Dejó el que acababa de leer y buscó otros cuyos autores reconociera.
Los comentarios no tenían desperdicio.
Y con ellos, se mandaba una obra, quizás maestra, quizás no, al olvido eterno.
La novela habla de un hombre moribundo que relata en una larga carta póstuma como se contagió de la sífilis en un burdel de París. Evidentemente, un tema interesantísimo, pues le da para escribir más de doscientas páginas narrando su libérrima historia con una incalificable grosería en materia sexual, que si no es explícita, poco le falta. Sólo a un estúpido se le ocurriría escribir algo así, pero aún más: sólo a un demente se le ocurriría querer publicarla, aunque si lo hiciera, dudo que se vendieran más que los ejemplares que compraran sus amigos o cuatro enfermos como él. Está claro que nos encontramos ante un pseudo intelectual típico de los que, en cuanto salen de España, se pasan el día viendo guarradas y haciendo marranadas puerqueando con mujeres fáciles.

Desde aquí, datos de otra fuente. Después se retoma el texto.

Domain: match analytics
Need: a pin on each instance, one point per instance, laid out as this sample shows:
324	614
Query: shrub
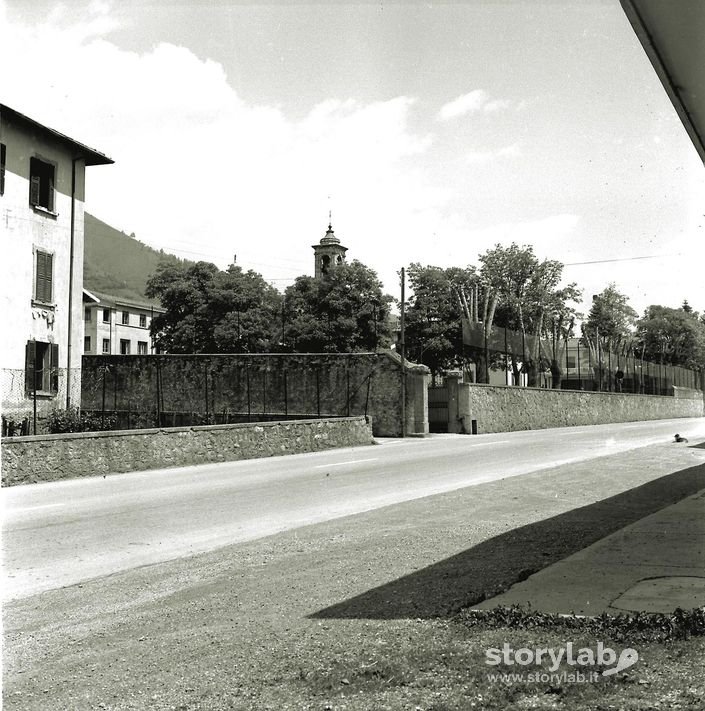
72	420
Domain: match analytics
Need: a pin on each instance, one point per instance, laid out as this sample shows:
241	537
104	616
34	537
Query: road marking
340	464
33	508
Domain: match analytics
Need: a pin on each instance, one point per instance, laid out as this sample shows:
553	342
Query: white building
42	192
116	326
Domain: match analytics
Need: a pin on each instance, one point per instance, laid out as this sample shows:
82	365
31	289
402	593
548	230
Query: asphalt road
61	533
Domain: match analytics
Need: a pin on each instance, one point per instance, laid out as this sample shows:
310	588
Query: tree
341	312
434	334
211	311
608	329
522	292
672	336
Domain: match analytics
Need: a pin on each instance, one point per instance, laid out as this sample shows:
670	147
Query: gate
438	408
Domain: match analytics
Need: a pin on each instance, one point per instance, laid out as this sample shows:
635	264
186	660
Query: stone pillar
453	381
417	379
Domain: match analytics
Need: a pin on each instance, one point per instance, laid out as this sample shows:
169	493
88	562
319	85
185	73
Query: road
61	533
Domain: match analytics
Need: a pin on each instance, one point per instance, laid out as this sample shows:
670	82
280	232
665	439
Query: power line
623	259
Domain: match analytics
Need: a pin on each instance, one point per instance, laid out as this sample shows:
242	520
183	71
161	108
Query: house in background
42	192
116	326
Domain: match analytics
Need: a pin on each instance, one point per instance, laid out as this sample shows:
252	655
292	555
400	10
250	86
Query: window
3	151
42	367
41	184
43	277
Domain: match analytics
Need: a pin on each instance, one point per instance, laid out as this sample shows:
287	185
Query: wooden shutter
50	196
54	367
34	190
3	151
45	271
30	366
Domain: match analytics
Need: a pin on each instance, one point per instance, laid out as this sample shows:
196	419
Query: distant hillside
117	264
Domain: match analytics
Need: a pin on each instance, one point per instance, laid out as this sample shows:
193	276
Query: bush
72	420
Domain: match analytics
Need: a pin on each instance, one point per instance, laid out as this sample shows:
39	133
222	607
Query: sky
430	131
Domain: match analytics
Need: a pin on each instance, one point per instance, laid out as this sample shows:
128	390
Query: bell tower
328	253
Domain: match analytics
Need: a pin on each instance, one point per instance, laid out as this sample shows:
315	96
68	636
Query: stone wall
507	409
157	389
51	457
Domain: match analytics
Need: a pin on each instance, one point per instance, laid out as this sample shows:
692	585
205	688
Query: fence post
205	382
286	396
318	391
159	387
249	401
34	400
102	406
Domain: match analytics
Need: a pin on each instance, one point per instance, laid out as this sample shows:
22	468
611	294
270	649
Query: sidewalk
654	565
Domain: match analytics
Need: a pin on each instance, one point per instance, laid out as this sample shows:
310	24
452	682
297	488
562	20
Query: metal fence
571	364
172	391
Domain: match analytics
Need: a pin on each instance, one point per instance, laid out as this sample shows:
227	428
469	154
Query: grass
440	666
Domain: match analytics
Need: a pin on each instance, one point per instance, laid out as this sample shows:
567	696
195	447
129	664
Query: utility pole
402	350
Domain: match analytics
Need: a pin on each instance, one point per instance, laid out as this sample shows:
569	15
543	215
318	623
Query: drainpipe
70	307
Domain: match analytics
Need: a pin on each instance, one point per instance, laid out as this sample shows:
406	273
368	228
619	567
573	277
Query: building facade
115	326
42	192
328	253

Todavía cogió un tercer libro, mitad sorprendido mitad curioso por lo que estaba descubriendo. El informe era más extenso que los dos anteriores, y rezumaba, lo mismo que ellos, el mismo tono sentencioso y autoritario en materia de permisividad.
Se refería al libro Fiestas, de Juan Goytisolo. La fecha de la censura era muy reciente, el pasado 26 de agosto.
Barracas y suburbios de Barcelona en los días del Congreso Eucarístico. Pescadores borrachos y fulaneros, un profesor de ideas liberales, muchos niños, bastante –faltaba la s– fulanas y, la música de fondo del Congreso y la crítica política. No hay más. No se explica uno, literariamente digo, como esos autores, estos dos hermanos tienen tanta aceptación en el extrangero –con g–. Las razones son claras.
A nuestro juicio las críticas, el aire crítico, de la novela no es manifiestamente contra el Régimen, lo que hagan o no los ayuntamientos y las jerarquías de la Iglesia no es el Régimen. Con la apertura de criterios en los casos de estos mozalbetes se consigue un bien mayor al mal que se puede evitar censurándolos. Hay que desenmascararlos ante el extrangero –con g–. No hacerle el juego. No darles pies a heroísmos y martirios. Olvidarlos, que se pudrirán solos. No tienen consistencia literaria alguna, solo política por supuestas represiones. Condenémosle a la libertad, libertad vigilada. Es la sanción mayor que se les puede dar.
Llamamos la atención, por si pudiera considerarse la supresión, de lo señalado en las páginas 37, 188, 191, 192, 193, 194. Pero insistimos en lo de no hacer «mártir» a estos niños.